The paradoxical prognostic effects of T-cell-derived circulating DNA in EGFR-mutated advanced non-small-cell lung cancer involve the crosstalk between heme biosynthesis and immune microenvironment

Abstract

The paradoxical impact of T-cell-derived circulating DNA (T-cirDNA) and prognostication in advanced non-small cell lung cancer (NSCLC) has been reported. Further exploration was conducted in 158 EGFR-mutated NSCLC participants who received EGFR inhibitors, correlated with tumor PD-L1 score, CD8 tumor-infiltrating lymphocytes (TILs), and bulk RNA sequencing. We categorized T-cirDNA levels into three groups based on a previous study: undetectable (26.8%), low (≤ 1% ratio; 36.6%), and high (> 1% ratio; 36.6%).
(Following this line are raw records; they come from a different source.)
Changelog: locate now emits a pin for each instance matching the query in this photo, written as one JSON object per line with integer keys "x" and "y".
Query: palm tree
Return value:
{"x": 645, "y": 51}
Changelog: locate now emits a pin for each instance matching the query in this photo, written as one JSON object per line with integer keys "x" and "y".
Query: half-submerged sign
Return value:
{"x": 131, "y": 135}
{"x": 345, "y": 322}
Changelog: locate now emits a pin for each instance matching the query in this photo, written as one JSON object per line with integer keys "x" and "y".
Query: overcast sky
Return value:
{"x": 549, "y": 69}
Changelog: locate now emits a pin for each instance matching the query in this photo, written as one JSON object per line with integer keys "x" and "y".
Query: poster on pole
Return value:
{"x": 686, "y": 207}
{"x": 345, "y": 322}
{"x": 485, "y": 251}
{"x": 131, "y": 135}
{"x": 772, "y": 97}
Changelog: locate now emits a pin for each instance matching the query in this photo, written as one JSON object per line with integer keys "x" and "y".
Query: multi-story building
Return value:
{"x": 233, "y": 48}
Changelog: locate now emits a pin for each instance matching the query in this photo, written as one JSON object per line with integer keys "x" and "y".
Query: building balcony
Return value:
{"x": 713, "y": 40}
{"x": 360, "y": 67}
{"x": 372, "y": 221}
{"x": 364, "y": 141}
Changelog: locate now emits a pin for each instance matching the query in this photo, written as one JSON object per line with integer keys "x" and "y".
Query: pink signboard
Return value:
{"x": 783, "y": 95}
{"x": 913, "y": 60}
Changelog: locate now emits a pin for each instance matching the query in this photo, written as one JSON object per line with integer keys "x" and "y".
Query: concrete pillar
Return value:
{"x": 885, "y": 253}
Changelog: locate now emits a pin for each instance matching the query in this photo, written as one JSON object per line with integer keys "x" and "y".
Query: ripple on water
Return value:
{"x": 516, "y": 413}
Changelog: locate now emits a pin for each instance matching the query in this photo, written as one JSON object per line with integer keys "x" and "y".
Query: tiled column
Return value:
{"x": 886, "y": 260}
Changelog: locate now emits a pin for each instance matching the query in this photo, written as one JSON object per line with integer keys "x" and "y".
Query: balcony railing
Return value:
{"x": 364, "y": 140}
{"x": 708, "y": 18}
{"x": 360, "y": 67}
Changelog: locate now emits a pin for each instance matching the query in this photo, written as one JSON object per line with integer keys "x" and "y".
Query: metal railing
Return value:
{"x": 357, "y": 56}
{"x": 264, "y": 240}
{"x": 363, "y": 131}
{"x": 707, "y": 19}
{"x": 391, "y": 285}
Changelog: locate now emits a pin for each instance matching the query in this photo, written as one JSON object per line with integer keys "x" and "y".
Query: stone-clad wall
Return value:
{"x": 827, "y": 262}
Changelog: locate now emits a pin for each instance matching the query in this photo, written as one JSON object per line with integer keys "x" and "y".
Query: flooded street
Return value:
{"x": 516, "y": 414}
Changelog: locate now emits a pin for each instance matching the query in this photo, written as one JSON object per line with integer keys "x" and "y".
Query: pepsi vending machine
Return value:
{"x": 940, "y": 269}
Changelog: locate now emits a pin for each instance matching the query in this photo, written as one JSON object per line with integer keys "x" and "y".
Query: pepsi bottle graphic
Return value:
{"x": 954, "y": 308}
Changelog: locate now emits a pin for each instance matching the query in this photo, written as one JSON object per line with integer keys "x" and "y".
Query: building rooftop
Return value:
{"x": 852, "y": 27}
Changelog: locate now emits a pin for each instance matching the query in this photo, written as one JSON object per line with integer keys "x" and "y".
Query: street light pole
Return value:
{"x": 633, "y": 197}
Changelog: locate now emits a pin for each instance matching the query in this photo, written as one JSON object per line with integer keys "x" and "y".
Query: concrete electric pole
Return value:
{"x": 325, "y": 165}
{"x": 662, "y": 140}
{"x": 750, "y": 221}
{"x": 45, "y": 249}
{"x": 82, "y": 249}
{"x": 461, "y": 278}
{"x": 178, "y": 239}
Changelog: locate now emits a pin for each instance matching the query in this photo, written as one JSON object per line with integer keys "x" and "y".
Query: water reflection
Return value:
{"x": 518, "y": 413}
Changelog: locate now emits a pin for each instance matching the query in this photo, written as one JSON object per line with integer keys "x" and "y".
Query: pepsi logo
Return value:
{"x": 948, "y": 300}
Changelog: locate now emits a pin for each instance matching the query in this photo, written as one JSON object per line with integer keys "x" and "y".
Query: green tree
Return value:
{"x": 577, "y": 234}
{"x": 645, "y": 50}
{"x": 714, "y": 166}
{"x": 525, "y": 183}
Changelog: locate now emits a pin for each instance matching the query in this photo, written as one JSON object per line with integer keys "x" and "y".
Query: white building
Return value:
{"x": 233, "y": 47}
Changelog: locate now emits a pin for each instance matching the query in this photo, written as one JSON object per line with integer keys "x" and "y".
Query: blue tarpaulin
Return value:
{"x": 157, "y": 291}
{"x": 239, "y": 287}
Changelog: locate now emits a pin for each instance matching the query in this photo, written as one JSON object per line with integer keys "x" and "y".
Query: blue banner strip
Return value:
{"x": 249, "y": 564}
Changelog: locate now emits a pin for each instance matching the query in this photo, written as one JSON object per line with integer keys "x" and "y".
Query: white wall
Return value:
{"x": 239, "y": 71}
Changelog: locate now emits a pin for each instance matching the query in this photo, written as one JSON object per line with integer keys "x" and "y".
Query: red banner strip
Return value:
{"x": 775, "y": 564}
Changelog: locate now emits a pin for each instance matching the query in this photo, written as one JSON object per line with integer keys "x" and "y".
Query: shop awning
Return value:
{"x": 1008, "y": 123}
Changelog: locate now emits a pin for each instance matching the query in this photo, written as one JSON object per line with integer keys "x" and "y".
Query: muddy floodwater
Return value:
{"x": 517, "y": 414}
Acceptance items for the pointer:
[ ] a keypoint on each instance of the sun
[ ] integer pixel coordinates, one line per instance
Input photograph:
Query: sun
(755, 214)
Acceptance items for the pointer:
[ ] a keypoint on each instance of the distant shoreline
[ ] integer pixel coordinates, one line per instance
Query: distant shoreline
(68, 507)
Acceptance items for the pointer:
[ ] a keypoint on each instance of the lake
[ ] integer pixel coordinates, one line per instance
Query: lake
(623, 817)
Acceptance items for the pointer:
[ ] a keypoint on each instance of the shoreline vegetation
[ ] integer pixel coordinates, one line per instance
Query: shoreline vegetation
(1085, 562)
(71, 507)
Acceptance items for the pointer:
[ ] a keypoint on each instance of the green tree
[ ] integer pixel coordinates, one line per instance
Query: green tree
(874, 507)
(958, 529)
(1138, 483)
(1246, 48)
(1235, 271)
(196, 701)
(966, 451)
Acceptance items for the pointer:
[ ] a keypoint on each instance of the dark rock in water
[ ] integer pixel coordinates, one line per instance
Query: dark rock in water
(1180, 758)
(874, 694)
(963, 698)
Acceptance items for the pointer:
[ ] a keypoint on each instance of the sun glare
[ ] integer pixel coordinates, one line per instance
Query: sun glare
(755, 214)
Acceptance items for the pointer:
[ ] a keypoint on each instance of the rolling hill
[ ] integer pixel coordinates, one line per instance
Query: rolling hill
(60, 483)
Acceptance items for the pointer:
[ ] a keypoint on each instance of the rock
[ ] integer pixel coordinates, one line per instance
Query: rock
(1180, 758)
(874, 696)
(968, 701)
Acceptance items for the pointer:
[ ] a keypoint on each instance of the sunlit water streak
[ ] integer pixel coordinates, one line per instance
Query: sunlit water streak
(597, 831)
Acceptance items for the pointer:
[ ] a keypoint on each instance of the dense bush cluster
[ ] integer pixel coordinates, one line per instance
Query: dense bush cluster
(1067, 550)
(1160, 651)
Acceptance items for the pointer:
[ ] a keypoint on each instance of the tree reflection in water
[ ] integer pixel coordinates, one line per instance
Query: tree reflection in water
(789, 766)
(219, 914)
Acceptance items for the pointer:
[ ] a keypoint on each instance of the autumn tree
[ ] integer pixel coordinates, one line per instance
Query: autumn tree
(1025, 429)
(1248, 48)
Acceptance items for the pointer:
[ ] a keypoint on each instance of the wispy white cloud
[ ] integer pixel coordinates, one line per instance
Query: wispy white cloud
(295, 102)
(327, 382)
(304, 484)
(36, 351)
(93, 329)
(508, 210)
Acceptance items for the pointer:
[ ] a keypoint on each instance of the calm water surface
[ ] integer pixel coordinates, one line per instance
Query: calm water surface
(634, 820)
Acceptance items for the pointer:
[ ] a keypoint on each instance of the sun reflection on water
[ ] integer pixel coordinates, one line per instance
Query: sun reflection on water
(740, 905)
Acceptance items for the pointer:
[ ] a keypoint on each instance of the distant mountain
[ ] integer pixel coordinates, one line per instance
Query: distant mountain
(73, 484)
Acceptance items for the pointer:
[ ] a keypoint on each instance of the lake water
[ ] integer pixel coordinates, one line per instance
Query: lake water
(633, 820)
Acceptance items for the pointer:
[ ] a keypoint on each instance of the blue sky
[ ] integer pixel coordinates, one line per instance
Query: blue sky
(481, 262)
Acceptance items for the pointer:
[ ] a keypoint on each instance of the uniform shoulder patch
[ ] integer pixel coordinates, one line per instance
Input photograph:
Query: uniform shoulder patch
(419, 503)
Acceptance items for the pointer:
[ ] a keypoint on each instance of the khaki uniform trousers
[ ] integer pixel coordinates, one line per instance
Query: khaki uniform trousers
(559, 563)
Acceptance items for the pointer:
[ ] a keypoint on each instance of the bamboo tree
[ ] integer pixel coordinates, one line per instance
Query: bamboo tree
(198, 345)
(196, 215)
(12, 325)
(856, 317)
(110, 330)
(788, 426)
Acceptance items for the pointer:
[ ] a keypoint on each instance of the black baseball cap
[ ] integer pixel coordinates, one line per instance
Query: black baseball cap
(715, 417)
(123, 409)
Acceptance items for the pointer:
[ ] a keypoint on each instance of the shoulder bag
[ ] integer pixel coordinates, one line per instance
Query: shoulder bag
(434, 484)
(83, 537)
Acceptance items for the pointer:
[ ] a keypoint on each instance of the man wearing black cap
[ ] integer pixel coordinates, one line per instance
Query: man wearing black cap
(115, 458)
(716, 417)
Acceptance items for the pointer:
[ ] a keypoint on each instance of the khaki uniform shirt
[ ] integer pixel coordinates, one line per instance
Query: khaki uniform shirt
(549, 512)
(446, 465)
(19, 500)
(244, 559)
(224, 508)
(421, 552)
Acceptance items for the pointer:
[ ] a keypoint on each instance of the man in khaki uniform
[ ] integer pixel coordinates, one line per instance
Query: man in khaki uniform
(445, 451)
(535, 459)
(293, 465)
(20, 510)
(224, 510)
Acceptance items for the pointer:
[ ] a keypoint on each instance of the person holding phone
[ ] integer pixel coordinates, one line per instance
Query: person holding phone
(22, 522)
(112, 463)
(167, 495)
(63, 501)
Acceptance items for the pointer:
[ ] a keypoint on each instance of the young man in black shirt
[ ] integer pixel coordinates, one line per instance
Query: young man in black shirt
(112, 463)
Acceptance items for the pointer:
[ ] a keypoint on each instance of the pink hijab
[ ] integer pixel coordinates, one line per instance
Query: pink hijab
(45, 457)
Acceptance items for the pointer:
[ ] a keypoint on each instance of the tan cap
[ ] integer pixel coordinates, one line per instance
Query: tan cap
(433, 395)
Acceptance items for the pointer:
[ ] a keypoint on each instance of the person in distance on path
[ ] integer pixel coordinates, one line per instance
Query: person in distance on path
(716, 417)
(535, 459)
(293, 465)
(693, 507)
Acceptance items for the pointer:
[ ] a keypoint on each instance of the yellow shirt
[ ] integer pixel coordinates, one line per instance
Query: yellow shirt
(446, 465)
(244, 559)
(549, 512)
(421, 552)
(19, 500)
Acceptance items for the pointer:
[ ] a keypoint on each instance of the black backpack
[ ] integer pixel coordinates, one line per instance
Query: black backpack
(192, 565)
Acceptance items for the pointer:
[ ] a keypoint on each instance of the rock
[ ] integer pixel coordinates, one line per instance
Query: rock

Undetectable and high T-cirDNA groups were independent factors correlated with favorable outcomes. The presence of intra-tumoral CD8 TILs (≥ 1%) was also an independent unfavorable prognostic factor; however, it had the lowest proportion in the low T-cirDNA group (16%). Tumor-immune microenvironment (TIME)-related gene set enrichment analysis revealed an overlapped significant heme biosynthesis signature correlated with poor outcome and diverse T-cirDNA group. Despite a high heme biosynthesis signature score in the undetectable T-cirDNA group, inverse correlation with CIBERSORT-activated CD4 memory T-cells was found (R − 0.79, p-value 0.019). Those findings were contrary to the low and high T-cirDNA groups. The significant contribution of heme biosynthesis was the overexpression of CPOX. Crosstalk of EGFR and COPX function prohibits the activation of CD4 + memory T-cells or the spatial intra-tumoral CD8 + T-cells. Undetectable T-cirDNA represents inactivated naïve T-cells and solely active downstream EGFR signaling.